Merita invece condivisione - quanto al profilo della decorrenza della disposta cancellazione - la tesi di parte ricorrente secondo cui sarebbe errato far risalire la cancellazione al giorno 01.01.2018, posto che le verifiche ed il controllo sono stati solo dal giorno 08.9.2021 ed il preavviso di cancellazione è del 12.11.2021.

Sul punto, il CGA ha avuto modo di precisare come sia “ illegittima la cancellazione dall'elenco informatizzato dei soggetti legittimati a rilasciare il visto di conformità, in quanto disposta con efficacia retroattiva, vale a dire con effetto ex tunc, a decorrere dal giorno della dichiarazione, non veritiera, del ricorrente, di non avere commesso violazioni gravi e ripetute, per loro natura ed entità, alle disposizioni in materia contributiva e tributaria, anziché venire disposta con efficacia soltanto ex nunc, ossia dal giorno della comunicazione del provvedimento al ricorrente” (C.G.A.R.S, 9.12.2019, n. 1028;
cfr., nello stesso senso, T.A.R. Campania, Salerno, sez.

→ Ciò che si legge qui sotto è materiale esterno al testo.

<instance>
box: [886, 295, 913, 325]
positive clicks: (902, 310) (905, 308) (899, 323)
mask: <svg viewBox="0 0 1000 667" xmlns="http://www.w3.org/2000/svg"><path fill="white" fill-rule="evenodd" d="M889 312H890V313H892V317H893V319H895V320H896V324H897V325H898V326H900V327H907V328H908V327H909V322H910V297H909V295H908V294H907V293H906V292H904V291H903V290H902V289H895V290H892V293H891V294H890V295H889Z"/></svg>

III, 09/05/2022, n. 1228).

Conformemente ai suesposti principi, e limitatamente al profilo corrispondente all’esclusione del carattere retroattivo della disposta cancellazione del ricorrente dall’elenco dei soggetti abilitati ad apporre il visto di conformità, la censura risulta fondata ed il provvedimento impugnato, in parte qua e nei limiti dell’interesse, consequenzialmente annullato.

7. Per le ragioni esposte, il ricorso può essere accolto nei sensi e nei limiti indicati in motivazione con annullamento degli atti impugnati nella sola parte in cui dispongono la revoca dell’accesso al servizio telematico Entratel a decorrere dal trentesimo giorno successivo alla notifica del provvedimento ai sensi dell’art. 8, comma 4, del D.M. 31/07/1998 e la cancellazione dall’elenco dei professionisti abilitati ad apporre il visto di conformità con effetti ex tunc , ossia dal giorno della dichiarazione del ricorrente di non avere commesso violazioni gravi e ripetute, per loro natura ed entità, alle disposizioni in materia contributiva e tributaria, anziché venire disposta con efficacia ex nunc , ossia dal giorno della comunicazione del provvedimento al ricorrente.

8. Le spese di lite possono essere compensate alla luce della soccombenza reciproca delle parti.